THE CHINA SYNDROME: China’s Deflationary Spiral Is Now Entering Dangerous New Stage.
Deflation stalking China since last year is now showing signs of spiraling, threatening to worsen the outlook for the world’s second-largest economy and raising calls for immediate policy action.
Data released Monday confirmed that apart from food costs, consumer price growth barely registered in large swathes of the economy at a time when incomes are sagging.
A broader measure of economy-wide prices known as the gross domestic product deflator will likely extend its current five-quarter drop into 2025, according to Bloomberg Economics and analysts at banks including BNP Paribas SA. That would amount to China’s longest streak of deflation since data began in 1993.
“We are definitely in deflation and probably going through the second stage of deflation,” said Robin Xing, chief China economist at Morgan Stanley, citing evidence from wage decreases. “Experience from Japan suggests that the longer deflation drags on, the more stimulus China will eventually need to break the debt-deflation challenge.”
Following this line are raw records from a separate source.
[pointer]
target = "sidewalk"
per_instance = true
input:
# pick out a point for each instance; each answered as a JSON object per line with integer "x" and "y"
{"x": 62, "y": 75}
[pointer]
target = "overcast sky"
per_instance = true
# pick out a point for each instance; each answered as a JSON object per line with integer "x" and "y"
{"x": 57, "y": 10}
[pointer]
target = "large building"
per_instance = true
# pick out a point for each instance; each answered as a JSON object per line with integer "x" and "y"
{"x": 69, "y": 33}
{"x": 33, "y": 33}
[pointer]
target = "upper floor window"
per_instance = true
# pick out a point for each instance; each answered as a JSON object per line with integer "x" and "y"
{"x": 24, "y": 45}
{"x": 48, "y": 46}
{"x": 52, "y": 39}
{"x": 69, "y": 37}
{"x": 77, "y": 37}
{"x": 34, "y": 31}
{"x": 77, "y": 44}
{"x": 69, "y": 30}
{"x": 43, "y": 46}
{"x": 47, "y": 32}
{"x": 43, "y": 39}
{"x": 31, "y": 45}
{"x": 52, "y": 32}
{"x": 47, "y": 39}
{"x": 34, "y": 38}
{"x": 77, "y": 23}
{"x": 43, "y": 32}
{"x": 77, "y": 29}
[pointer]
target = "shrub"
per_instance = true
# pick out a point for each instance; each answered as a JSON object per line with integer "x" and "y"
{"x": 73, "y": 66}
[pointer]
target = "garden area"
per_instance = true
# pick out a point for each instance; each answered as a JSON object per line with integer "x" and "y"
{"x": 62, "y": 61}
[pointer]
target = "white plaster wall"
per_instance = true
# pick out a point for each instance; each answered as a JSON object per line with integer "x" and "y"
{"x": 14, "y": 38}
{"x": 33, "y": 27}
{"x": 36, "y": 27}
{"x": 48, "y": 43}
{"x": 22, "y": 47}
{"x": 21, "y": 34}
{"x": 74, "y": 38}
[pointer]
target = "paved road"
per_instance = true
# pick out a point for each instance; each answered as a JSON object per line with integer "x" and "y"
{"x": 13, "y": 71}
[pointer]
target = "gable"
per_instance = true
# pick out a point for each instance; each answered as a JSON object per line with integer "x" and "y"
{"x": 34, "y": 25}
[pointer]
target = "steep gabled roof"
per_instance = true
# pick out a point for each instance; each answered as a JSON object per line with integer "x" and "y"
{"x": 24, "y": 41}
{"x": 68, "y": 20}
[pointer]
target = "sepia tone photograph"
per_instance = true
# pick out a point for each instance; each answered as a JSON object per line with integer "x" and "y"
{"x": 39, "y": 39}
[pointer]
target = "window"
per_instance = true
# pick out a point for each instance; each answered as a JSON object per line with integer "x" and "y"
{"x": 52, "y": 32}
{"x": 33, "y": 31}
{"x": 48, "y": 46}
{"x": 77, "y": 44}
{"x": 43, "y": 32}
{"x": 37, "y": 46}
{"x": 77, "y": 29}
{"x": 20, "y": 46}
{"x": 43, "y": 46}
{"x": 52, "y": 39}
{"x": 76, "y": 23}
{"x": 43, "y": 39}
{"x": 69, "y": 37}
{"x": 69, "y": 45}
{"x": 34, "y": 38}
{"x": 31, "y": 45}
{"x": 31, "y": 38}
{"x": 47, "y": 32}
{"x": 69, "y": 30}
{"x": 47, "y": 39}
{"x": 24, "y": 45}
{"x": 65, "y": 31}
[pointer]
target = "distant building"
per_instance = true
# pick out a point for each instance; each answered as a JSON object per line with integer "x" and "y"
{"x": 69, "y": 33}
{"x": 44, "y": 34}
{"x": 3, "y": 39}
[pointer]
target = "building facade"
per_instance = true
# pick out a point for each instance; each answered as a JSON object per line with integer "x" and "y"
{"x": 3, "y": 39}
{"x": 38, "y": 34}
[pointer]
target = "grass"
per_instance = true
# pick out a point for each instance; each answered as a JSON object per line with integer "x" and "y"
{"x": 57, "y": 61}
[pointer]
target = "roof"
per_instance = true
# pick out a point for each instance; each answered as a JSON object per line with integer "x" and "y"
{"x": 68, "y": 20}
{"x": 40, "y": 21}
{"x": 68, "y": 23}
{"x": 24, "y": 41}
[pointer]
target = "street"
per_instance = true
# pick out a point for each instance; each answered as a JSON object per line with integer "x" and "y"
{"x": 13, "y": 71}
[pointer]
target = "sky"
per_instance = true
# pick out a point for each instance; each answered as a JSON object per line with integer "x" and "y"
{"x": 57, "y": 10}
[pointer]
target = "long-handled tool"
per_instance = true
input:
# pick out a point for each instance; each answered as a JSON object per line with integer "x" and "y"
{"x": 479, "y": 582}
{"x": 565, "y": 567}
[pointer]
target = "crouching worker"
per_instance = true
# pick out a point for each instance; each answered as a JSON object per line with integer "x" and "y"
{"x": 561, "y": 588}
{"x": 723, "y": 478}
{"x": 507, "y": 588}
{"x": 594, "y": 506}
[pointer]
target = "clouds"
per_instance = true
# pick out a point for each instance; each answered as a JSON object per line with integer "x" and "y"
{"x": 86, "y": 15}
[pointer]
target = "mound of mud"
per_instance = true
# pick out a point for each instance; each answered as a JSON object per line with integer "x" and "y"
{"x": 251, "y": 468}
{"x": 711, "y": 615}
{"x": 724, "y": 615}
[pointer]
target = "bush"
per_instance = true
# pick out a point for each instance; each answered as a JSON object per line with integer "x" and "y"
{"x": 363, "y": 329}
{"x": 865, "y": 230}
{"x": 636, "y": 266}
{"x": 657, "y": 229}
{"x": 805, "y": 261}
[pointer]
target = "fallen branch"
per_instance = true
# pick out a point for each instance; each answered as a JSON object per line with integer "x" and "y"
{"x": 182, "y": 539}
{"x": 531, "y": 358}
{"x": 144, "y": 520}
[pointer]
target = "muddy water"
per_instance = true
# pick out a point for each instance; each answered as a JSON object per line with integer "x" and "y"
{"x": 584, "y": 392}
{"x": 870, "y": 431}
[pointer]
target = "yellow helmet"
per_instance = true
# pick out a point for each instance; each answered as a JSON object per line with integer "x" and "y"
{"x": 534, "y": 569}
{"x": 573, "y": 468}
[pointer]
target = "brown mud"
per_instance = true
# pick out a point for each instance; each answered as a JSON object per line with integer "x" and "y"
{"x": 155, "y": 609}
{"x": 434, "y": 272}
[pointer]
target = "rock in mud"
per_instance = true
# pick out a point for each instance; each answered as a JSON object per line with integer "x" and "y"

The danger for China is deflation could snowball by encouraging households reeling from falling paychecks to cut back on spending, or delay purchases because they expect prices to fall further. Corporate revenues will suffer, stifling investment and leading to further salary cuts and layoffs, bankrupting families and firms.
So far, Beijing has been trying to export their problem — literally — by flooding global markets with even cheaper goods. But there are limits, economically and politically, to how much of that other countries will absorb.
Xi Jinping can either loosen controls or prepare for a Japan-style “lost decade.”